# Bolivian Rosewood



## cjwillie (Sep 6, 2011)

I have about 17 bdft of Bolivian Rosewood that has been sitting in my shop for more than 15 years. I had been led to believe, incorrectly, that it was an extinct and valuable wood. After finding out what it really is, I'm not sure what to do with it. It was left over from a job we did at one of the shops I worked at. Beautiful stuff but really hard and hard on tools as well. I haven't found a project for it in all these years so I thought about selling it or trading it. What is this stuff worth? Most is surfaced 2 sides, some sufaced one side. Beautiful grain patterns and color. If anyone has any interest in this, let me know. Thanks, Willie


----------



## Andy123 (Aug 17, 2011)

Photos?


----------



## cjwillie (Sep 6, 2011)

Sorry, I don't own a digital camera and don't know how to post pics if I did. The only other way I could show this is on Skype. I do know how to use that. (just) This is some beautiful wood that deserves better than to be sitting in my shop collecting dust and taking up space. I haven't tried to sell this anywhere yet. Thought I'd throw it on here and see what you guys think. I figured there would be more people here that know what this is than anywhere else. After checking out some of your workshops I've been busy cleaning, organizing, and doing all those projects I have been putting off for years. You guys motivated me to get off my a$$ and get it done. In the process I'm finding all kinds of things I forgot I had. This wood among them.


----------



## WDHLT15 (Aug 15, 2011)

Guitar makers like rosewood for frettboards, backs, etc. Check with the Luthier crowd.


----------



## jusfine (May 22, 2010)

I will take it if you can get someone to get a photo to me. What dimensions do you have? 4/4 stock, 8/4?


----------



## derosa (Aug 21, 2010)

If you've got some smaller, thicker chunks I'd be interested in them to make new plane handles.


----------



## cjwillie (Sep 6, 2011)

A little more info on the rosewood. There are 8 pieces. 6 are 48" long, widths are 4 3/4", 5 1/2", 6", 6 7/8", and 2 at 7 3/8". There are two pieces at 60" long and 4 3/8" and 5 7/8" wide. All are 4/4 stock. The faces of most of these were surfaced to prepare for cutting into veneer. Most are still around 1" thick and a couple just under. They are all flat and straight so they will clean up without losing much material. I will try to get some pics somehow. If someone can tell me what this stuff is worth it would be appreciated. I would probably rather trade for it that sell it but I am open to all options.


----------



## zindel (Feb 22, 2011)

cutting board? ha just messing with ya! if you got enough and it sounds like you do i would make some really nice boxes or even use it for drawer fronts. You could even…if you have one…cut it into thin slices and make some veneer or inlay with it. Rosewood is a very nice wood! I would guess somewhere around 10 a bf but it depends on the quality.


----------



## Bertha (Jan 10, 2011)

Well, if you bought it at Rockler, the 3/4" would run you…lol

http://www.rockler.com/product.cfm?page=834&source=googleps&utm_source=GoogleBase&utm_medium=organic&utm_campaign=Google
16097 
Bolivian Rosewood - 3/4'' thick 
$29.90 BF

It's a valuable wood, and a very pretty one at that.
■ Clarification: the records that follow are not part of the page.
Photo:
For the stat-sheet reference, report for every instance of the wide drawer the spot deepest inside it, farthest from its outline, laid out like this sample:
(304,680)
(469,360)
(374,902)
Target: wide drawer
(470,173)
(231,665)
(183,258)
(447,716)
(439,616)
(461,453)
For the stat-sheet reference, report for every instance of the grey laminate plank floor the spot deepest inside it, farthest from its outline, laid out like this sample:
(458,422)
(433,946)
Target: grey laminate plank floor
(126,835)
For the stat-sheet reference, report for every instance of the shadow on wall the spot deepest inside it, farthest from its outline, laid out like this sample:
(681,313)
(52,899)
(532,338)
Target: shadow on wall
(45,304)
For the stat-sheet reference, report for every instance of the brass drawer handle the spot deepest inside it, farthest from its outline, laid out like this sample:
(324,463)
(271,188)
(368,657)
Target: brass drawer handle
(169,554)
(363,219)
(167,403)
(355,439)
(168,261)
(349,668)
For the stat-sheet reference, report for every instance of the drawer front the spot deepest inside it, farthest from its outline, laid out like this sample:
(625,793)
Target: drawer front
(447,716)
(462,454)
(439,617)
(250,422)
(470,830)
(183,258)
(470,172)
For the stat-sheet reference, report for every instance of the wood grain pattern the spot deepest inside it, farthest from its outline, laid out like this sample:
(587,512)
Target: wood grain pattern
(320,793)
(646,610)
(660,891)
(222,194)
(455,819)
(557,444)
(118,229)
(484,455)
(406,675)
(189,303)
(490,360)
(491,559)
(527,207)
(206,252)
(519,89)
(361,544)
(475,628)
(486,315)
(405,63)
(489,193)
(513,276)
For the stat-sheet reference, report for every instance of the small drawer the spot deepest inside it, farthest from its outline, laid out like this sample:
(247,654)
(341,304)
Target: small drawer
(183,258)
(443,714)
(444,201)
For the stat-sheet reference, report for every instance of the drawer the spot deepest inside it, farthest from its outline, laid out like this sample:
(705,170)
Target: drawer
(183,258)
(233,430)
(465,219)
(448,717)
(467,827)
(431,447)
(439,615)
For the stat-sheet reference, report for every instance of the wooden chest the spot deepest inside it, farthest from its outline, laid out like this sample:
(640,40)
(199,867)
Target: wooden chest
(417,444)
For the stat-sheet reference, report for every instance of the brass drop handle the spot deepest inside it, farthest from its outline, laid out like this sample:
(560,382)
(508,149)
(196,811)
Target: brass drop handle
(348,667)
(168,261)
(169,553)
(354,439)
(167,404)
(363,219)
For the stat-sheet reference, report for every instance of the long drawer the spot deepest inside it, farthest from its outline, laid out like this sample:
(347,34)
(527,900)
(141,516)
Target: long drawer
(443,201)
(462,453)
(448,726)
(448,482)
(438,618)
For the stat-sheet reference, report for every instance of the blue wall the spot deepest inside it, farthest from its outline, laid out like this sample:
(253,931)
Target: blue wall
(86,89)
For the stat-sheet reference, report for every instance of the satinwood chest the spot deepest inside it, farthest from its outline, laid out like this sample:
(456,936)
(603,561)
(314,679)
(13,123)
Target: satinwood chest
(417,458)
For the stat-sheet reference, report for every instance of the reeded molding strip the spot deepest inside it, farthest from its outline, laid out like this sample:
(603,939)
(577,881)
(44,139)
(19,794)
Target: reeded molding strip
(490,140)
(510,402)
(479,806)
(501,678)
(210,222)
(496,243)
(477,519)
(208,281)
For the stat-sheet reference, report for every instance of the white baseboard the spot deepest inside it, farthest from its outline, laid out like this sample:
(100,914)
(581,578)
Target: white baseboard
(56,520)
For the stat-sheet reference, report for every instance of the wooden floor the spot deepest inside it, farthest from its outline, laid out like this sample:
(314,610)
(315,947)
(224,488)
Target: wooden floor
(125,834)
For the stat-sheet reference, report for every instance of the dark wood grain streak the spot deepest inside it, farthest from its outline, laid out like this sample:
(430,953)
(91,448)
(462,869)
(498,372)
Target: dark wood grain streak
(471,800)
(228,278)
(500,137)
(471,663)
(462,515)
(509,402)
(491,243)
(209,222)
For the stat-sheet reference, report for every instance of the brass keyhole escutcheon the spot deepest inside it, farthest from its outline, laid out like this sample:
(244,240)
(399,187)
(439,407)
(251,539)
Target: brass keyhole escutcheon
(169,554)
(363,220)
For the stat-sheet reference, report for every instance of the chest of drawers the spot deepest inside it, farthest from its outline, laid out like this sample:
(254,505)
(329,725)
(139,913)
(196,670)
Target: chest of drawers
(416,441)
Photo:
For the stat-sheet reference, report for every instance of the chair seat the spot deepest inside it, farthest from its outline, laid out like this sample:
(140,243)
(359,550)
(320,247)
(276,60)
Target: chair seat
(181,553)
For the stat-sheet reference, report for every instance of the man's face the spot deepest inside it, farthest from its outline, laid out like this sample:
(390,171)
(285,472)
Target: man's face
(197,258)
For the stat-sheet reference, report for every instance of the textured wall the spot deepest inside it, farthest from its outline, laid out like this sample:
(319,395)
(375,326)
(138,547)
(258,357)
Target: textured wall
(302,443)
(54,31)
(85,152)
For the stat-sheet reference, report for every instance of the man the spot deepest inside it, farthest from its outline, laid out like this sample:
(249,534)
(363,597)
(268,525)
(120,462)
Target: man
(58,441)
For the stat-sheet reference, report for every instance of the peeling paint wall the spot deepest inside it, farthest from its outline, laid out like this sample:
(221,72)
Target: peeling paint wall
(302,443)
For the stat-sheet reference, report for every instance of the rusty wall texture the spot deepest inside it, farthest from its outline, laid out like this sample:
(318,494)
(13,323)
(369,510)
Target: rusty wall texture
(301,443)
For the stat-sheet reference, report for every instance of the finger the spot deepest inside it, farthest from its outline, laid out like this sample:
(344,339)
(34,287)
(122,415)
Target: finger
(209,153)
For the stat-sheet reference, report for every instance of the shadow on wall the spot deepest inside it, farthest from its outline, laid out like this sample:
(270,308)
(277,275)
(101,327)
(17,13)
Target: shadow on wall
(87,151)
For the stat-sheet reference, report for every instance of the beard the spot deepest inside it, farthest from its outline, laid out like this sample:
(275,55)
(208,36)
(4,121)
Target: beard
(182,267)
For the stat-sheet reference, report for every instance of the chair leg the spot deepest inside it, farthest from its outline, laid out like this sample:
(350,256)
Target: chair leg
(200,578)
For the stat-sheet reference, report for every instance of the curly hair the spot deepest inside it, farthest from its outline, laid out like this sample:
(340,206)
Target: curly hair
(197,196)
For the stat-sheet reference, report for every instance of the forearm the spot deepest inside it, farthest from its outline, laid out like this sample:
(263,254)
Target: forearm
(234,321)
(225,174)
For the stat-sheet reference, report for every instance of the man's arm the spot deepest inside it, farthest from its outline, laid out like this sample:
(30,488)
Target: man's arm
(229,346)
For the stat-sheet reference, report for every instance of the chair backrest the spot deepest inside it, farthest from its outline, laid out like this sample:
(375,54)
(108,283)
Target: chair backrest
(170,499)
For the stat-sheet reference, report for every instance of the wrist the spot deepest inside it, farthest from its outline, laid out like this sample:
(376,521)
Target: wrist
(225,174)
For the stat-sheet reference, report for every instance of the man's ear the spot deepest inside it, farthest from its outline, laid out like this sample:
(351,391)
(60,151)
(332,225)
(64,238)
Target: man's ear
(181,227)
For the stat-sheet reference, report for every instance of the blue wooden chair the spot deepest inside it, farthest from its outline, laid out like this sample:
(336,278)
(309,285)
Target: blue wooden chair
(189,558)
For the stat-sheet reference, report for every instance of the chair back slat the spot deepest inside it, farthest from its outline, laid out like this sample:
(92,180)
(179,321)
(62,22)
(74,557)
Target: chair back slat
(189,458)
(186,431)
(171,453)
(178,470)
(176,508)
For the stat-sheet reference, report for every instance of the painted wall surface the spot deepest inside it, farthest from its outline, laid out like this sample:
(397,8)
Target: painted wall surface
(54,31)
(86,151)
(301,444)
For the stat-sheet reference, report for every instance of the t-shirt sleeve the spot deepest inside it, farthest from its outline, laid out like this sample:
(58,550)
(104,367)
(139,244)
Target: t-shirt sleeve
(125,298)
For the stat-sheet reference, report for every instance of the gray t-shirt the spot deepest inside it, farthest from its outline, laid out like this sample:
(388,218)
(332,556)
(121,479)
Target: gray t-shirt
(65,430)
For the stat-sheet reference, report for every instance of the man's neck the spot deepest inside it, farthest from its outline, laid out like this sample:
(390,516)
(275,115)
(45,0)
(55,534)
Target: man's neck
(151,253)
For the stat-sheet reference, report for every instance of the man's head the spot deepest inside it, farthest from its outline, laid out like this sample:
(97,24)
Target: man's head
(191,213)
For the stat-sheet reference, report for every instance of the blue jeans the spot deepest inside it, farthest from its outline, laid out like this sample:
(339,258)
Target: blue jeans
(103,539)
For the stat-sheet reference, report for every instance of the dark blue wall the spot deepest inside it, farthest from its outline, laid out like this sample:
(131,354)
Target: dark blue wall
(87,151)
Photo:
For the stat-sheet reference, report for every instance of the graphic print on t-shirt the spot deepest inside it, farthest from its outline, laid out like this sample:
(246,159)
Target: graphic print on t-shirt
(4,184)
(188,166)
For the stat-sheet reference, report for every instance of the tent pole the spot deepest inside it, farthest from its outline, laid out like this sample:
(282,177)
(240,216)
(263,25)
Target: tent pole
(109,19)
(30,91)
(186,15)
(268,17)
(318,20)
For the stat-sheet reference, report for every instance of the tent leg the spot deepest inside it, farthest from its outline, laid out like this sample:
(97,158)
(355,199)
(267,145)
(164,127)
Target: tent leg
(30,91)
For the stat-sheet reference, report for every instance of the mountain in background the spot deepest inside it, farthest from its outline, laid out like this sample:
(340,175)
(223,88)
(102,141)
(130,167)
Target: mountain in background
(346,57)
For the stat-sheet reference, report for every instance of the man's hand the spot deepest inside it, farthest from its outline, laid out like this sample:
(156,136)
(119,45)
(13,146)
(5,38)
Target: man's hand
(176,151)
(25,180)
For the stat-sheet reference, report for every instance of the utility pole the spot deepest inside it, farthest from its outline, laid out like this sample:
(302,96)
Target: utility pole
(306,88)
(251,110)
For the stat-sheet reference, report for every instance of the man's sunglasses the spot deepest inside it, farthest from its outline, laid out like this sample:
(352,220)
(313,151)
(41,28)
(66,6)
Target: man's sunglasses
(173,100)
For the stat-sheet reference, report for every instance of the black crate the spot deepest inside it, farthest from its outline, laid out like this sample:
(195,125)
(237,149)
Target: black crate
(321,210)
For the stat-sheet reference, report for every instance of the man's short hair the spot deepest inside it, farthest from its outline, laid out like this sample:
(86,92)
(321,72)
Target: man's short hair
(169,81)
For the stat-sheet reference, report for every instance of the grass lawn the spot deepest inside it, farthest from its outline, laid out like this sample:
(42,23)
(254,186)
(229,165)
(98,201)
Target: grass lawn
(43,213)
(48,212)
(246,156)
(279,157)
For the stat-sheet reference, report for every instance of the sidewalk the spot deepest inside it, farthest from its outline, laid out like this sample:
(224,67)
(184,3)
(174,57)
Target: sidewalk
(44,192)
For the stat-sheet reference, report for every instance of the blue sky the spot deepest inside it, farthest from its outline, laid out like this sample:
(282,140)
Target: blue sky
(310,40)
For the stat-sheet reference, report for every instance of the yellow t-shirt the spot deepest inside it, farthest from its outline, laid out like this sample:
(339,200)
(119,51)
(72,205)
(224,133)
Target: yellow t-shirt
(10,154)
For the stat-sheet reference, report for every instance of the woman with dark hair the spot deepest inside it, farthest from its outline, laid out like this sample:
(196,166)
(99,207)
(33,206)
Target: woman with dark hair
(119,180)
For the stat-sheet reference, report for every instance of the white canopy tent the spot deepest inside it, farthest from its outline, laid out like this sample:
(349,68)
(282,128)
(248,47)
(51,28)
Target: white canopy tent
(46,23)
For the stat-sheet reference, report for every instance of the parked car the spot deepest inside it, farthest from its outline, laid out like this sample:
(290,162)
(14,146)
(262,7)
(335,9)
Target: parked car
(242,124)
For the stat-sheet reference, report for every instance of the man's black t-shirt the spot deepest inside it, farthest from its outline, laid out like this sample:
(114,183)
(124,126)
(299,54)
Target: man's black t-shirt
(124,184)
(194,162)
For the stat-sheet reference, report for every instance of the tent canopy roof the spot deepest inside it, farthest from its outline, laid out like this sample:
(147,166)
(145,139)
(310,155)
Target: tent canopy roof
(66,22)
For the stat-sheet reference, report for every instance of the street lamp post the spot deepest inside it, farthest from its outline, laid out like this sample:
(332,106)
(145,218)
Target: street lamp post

Woodworker's Source Central American Rosewood:
http://www.woodworkerssource.com/rosca44-p-Rosewood_Central_America.html
13/16'' thick, surfaced smooth two sides (4/4 S2S) will cost you $24.99/bf


----------



## cjwillie (Sep 6, 2011)

OK guys, I got ahold of a camera and got some pics. Hopefully they'll get on here. I can E-mail some pics if this doesn't work.


----------



## Bertha (Jan 10, 2011)

Goodness gracious, that's the mother lode.


----------



## cjwillie (Sep 6, 2011)

Finally post some pics and now no one has any interest?


----------



## zindel (Feb 22, 2011)

If i pay for shipping would you send it to me? haha! those are some beautiful boards you got there. I wouldn't be getting rid of those i would make some nice boxes or a nice table or something like that. maybe use those as table tops and then make the rest from another type of wood. Just an idea.


----------



## BrandonW (Apr 27, 2010)

That would make the nicest coffee table around. Or a ton of beautiful plane totes.


----------



## cjwillie (Sep 6, 2011)

I've had these for over 15 years and haven't found a project for them yet. I am more in need of a bandsaw and a few other tools than this wood. My house is small, 930 sqft, so there's not a lot of room for any more furniture. I already made a kitchen table out of some wormy chestnut that I lucked into and the only other piece I still need to make is a stand for a flat panel TV that I have some walnut all ready to go for that. I am going through my shop and rearranging and repairing/replacing or adding all those little things that have been put off for too long. I am not looking to make a lot of money from this. I just thought there might be someone that would be interested in a little "horse trading" where we could all go away happy. Like I said, I need a bandsaw and am always interested in good quality handtools or whatever else you might have to trade. I'm open to suggestions, let me know what you have!


----------



## cjwillie (Sep 6, 2011)

Put this on CL tonight. Need to find a new home for this wood. I'll post here when it's gone.


----------



## cjwillie (Sep 6, 2011)

The wood has been sold.


----------



## Karson (May 9, 2006)

I've got some veneer that I thought was called Santos Rosewood It looks exactly like the second from the last picture that you posted.


----------



## Ripthorn (Mar 24, 2010)

The stuff typically runs 20-22 usd/bf, so it's not cheap stuff. I love it for the fretboards on my guitars, but I am sure there are other things you could use it for.


----------



## cjwillie (Sep 6, 2011)

The guy that bought the rosewood makes some of the most beautiful back saws I have ever seen. He plans to use it to make handles for his saws. I will definitely be looking him up in the near future and hopefully I can add one of his creations to my collection. He gave me an education about saws the other day. I will never look at a saw the same way again. I have a new appreciation for all the work that goes into making a fine saw. I used to think that as long as it is sharp, and the handle's not falling off, you're good to go. There's a whole lot more to it than that!


----------